After two and a half years, the House Benghazi Committee has ended their right-wing media endorsed attempt to blame Hillary Clinton and the Obama administration for the deaths of four Americans during the 2012 attack on a temporary diplomatic facility in Benghazi, Libya.
The House Select Committee on Benghazi was created in May 2014 “to form a 12-member committee to investigate the Obama administration’s handling of the 2012 attacks” after Fox News’ unrelenting coverage of the attack for two years despite a review by the U.S. Senate Select Committee on Intelligence, and an independent report by the State Department Accountability Review Board (ARB) found no wrongdoing by the administration.
Former Secretary of State Hillary Clinton became the focal point of conservative media smears when the committee revealed that Clinton had been using a private email server during her time at the State Department.
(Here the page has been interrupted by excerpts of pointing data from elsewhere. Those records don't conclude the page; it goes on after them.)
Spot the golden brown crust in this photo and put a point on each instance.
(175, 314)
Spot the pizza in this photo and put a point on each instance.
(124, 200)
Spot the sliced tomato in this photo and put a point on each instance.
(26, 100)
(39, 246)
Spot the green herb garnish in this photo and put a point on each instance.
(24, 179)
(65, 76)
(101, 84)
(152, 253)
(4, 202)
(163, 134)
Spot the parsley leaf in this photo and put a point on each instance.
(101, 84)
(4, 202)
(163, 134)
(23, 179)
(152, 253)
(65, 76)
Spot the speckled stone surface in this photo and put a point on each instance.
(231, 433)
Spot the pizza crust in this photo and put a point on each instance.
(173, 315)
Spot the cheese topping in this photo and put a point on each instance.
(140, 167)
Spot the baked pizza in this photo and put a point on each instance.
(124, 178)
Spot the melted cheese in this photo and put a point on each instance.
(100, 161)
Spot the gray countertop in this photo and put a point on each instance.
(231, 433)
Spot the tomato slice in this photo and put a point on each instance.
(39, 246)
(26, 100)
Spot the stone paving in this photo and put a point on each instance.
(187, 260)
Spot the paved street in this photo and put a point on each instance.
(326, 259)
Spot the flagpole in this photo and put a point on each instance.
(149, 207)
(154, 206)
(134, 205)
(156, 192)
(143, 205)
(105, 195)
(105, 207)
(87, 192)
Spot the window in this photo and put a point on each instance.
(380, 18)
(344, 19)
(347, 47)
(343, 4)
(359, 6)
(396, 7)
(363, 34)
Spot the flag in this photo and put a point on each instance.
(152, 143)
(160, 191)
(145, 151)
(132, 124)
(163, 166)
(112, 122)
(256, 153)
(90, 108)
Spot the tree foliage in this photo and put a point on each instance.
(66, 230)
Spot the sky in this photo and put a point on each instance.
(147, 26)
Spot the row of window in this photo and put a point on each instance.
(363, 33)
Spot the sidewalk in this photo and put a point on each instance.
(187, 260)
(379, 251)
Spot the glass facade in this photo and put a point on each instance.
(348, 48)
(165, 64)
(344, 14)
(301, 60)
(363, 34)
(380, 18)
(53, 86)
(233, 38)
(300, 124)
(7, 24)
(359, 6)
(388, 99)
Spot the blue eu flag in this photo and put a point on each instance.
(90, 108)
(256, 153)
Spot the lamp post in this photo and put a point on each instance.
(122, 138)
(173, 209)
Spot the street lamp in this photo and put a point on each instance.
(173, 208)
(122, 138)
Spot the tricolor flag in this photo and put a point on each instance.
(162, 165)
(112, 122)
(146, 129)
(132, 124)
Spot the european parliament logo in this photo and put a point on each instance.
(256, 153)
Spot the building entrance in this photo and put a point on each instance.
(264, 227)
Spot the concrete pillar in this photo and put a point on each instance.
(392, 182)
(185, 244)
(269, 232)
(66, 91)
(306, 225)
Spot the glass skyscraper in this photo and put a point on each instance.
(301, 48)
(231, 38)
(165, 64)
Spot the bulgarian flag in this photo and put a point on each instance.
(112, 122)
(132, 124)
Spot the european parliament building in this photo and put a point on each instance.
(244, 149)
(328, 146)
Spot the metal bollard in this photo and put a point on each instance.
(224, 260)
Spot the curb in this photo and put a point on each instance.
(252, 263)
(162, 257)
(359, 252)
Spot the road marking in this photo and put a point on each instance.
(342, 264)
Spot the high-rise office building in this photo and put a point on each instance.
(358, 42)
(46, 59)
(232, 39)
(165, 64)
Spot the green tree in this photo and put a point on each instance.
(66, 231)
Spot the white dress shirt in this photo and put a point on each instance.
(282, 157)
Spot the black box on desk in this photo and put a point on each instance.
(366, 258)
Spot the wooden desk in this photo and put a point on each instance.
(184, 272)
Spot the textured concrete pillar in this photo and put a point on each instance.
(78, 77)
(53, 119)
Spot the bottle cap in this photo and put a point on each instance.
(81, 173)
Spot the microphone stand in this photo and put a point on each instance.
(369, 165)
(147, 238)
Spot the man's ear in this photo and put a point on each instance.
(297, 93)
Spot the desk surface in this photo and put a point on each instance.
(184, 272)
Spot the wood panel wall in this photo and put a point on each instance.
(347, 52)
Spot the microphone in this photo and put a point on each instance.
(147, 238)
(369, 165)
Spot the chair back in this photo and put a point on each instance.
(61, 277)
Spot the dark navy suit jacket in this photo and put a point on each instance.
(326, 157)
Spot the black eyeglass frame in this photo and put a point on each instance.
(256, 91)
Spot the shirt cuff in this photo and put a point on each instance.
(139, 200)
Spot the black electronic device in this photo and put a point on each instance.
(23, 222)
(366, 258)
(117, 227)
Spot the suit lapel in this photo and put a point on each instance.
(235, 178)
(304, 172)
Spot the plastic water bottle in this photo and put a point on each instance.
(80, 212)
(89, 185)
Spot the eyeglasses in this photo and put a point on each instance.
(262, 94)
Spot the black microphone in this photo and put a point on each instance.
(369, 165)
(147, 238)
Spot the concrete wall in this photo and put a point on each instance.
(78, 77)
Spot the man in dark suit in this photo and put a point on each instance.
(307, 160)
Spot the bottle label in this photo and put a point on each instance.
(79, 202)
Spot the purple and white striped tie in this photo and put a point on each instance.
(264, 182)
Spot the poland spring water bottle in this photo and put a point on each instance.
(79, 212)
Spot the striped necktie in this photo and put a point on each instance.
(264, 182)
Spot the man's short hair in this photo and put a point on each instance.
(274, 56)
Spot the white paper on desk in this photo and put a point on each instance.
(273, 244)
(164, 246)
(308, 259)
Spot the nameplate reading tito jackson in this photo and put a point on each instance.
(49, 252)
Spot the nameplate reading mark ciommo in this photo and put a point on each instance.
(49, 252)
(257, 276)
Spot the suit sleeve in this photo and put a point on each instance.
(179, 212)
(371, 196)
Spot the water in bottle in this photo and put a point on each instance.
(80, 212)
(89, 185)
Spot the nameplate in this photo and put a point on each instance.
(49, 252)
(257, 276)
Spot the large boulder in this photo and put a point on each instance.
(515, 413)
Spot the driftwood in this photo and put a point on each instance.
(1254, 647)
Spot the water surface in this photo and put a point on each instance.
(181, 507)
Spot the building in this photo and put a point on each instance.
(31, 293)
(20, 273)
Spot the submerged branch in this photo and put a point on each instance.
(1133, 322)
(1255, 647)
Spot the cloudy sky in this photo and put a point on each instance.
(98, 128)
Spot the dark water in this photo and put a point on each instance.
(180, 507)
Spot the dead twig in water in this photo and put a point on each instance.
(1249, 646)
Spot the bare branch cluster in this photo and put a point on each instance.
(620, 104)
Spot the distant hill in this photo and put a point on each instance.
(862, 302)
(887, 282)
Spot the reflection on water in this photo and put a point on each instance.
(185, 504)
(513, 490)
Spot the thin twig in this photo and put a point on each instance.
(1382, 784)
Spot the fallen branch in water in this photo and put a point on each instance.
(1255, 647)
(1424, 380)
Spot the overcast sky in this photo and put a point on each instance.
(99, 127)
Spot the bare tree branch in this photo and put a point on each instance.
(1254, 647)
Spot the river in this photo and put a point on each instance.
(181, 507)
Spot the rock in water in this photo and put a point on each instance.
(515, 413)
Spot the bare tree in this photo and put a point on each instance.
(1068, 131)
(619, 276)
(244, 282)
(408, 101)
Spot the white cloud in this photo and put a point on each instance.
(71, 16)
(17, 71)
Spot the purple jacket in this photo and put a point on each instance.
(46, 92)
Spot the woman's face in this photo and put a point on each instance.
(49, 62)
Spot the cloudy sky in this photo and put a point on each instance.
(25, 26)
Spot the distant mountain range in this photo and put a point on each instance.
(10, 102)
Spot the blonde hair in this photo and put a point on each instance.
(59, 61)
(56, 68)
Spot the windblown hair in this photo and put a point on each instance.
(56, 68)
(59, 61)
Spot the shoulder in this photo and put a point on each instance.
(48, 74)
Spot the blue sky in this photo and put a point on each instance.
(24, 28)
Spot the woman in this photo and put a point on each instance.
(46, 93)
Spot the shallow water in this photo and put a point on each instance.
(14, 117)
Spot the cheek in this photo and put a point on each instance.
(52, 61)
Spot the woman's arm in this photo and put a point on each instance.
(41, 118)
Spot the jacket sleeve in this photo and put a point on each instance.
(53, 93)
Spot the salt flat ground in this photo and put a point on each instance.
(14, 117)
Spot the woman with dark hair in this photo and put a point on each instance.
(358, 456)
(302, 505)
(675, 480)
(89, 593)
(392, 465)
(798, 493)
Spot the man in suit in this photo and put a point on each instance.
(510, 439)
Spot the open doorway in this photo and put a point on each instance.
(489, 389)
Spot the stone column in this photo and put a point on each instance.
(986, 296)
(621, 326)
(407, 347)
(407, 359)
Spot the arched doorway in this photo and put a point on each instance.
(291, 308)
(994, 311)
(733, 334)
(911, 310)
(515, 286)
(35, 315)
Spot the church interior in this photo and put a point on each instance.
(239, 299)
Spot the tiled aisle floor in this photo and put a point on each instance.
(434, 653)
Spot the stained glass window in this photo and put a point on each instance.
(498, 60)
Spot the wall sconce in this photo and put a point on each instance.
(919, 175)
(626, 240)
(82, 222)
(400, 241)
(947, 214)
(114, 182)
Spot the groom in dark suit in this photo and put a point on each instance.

Right-wing media relentlessly attacked Clinton on the private server, repeatedly claiming released emails revealed Benghazi “smoking gun[s].” They didn’t.. Adding to the political nature of the committee was admissions by Republicans that the purpose of the investigation was to damage the likely Democratic nominee for president, Hillary Clinton.
After more than two years and $7.8 million dollars, the House Benghazi Committee shutdown. USA Today reported that while the House Benghazi Committee “accused the government of incompetence at various levels … the [final] report did not single out wrongdoing by then secretary of state Hillary Clinton.” And while Republicans on the committee called the investigation and the report a “‘final, definitive accounting’” of the attack, Democrats “contended all along that the committee was a political effort to taint Clinton”:
WASHINGTON — The special congressional investigation into the 2012 terrorist attacks in Benghazi is officially over now that the panel filed its final report the day before the House adjourned for the year.
The Select Committee on Benghazi initially released its findings in June but remained in place for months afterward trying to declassify supporting documents like emails and interview transcripts for public release.
The final report, not including dissenting views from committee Democrats, clocks in at more than 322,000 words. It was added to the official House record without fanfare on Dec. 7 by Rep. Trey Gowdy, R-S.C., the panel’s chairman.
The panel, which spent more than $7.8 million over two and a half years, disbanded at the end of the 114th Congress, before a new Congress begins in January.
Democrats contended all along that the committee was a political effort to taint Clinton, an allegation that got some traction when House Majority Leader Kevin McCarthy, R-Calif., told Fox News that because of the committee, “her numbers are dropping.”
The panel’s top Democrat, Rep. Elijah Cummings of Maryland, said Monday that the final report was a “desperate rehash.”
“Republicans voted on this partisan report five months ago, but delayed filing it and completing the committee until after the election,” Cummings said. “Republicans promised a process that was fair and bipartisan, but the American people got exactly the opposite.”